Ich telefoniere – das ist keine Übertreibung – jeden Tag mit etlichen dieser ÄrztInnen und PflegerInnen. Einerseits kriegen wir das Reporting, wie die Auslastungssituation und auch die Einsatzmöglichkeit der PflegerInnen und ÄrztInnen aussehen, wie viele Erkrankungen wir in dem Bereich haben und wie groß die Ressourcen noch sind, jeden Tag in der Früh auf den Tisch, andererseits ist es natürlich viel, viel aufschlussreicher, wenn man mit einzelnen Abteilungsvorständen, zum Beispiel, mit Professoren, die in dem Bereich tätig sind, mit den Leuten, die vor Ort die Arbeit tun und sie großartig tun, direkt das Gespräch führt.

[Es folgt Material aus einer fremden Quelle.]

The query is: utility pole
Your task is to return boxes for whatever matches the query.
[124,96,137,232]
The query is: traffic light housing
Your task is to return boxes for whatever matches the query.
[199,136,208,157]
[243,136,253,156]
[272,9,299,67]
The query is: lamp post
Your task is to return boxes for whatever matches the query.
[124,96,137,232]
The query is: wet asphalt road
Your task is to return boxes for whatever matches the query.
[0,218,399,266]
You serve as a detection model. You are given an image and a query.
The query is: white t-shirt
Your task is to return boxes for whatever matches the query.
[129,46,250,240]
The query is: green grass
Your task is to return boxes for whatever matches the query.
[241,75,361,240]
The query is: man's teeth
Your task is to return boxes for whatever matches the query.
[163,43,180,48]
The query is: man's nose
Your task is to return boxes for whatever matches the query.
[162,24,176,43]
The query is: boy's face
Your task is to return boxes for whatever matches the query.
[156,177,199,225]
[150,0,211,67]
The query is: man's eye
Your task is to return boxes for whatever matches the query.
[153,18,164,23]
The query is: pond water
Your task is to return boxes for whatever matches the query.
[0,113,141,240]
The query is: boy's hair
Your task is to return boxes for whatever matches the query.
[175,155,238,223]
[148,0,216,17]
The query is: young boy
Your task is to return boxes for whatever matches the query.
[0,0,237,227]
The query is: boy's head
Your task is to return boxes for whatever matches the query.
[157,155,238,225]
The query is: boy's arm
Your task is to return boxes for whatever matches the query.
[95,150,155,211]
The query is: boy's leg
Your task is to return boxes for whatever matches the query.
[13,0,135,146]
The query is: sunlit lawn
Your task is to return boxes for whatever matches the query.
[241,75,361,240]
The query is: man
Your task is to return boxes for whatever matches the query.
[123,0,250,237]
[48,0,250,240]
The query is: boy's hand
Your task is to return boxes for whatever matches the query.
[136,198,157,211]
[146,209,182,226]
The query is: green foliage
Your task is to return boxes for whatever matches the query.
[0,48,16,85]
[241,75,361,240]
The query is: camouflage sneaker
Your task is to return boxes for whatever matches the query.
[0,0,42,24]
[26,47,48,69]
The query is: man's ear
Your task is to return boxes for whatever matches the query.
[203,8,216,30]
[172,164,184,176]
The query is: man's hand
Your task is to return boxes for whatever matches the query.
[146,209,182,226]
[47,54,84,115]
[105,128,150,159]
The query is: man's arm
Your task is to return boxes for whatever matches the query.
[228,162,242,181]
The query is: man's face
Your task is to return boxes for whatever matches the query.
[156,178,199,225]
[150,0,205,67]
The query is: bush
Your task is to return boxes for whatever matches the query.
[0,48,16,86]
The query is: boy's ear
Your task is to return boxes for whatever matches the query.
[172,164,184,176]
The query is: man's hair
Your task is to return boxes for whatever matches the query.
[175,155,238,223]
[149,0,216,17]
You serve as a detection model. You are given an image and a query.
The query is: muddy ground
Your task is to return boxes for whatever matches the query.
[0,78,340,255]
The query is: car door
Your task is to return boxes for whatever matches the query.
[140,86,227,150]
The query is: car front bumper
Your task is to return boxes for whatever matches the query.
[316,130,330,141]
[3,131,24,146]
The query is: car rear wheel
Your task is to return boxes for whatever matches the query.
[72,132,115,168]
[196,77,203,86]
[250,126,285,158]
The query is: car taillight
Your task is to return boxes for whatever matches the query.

Es ist eine ganz besondere Belastungssituation, die gerade die MedizinerInnen und die PflegerInnen derzeit haben. Viele, viele haben Angst davor, dass sie in einigen Wochen vielleicht in die Situation kommen könnten, dass Triagen in den Spitälern notwendig werden. Diese Entscheidung zu treffen ist so ziemlich das Schlimmste, was einem Mediziner, einer Medizinerin passieren kann, und wir alle – insbesondere auch die Betroffenen vor Ort – tun gemeinsam alles dafür, dass diese Situation nicht Wirklichkeit wird und es zu keinen Triagesituationen in den österreichischen Spitälern kommt.
Dazu arbeiten in den Spitälern alle solidarisch zusammen. Es ist ganz großartig, wie hier gehandelt wird. Wir haben jetzt noch einmal Flexibilisierungsmöglichkeiten, was an Ressourcen zusätzlich zu schaffen ist, Stichwort: Nützen der Aufwachräume für intensivmedizinische Betreuung und vieles andere mehr, geklärt, damit auch alle in einer rechtlichen Sicherheit sind, wenn sie bis an die Grenzen gehen. Ich glaube, dass wir alle miteinander diesen MedizinerInnen und diesen PflegerInnen ein ganz großes, deutliches Dankeschön für ihr Engagement übermitteln sollten. (Allgemeiner Beifall.)
Ich sage Ihnen auch ganz offen: Was ich immer wieder höre, ist erstens, dass die Betroffenen in unserem Gesundheitssystem, die diese Tätigkeit durchzuführen haben, froh sind – auch wenn es uns allen wehtut, auch wenn es für alle Opfer sind, auch wenn es für alle Verzicht bedeutet, was wir in diesen 20 Tagen, heute ist der zweite Tag, erleben –, dass es damit eine Perspektive gibt, dass sich ihre Situation doch noch rechtzeitig entspannt. Deswegen meine Bitte an alle, die in diesem schönen Land leben, mit dem konsequenten Umsetzen der Kontaktverringerungen einen Beitrag zu leisten, denn nur so können wir die Neuinfektionszahlen tatsächlich verringern. (Beifall bei Grünen und ÖVP.)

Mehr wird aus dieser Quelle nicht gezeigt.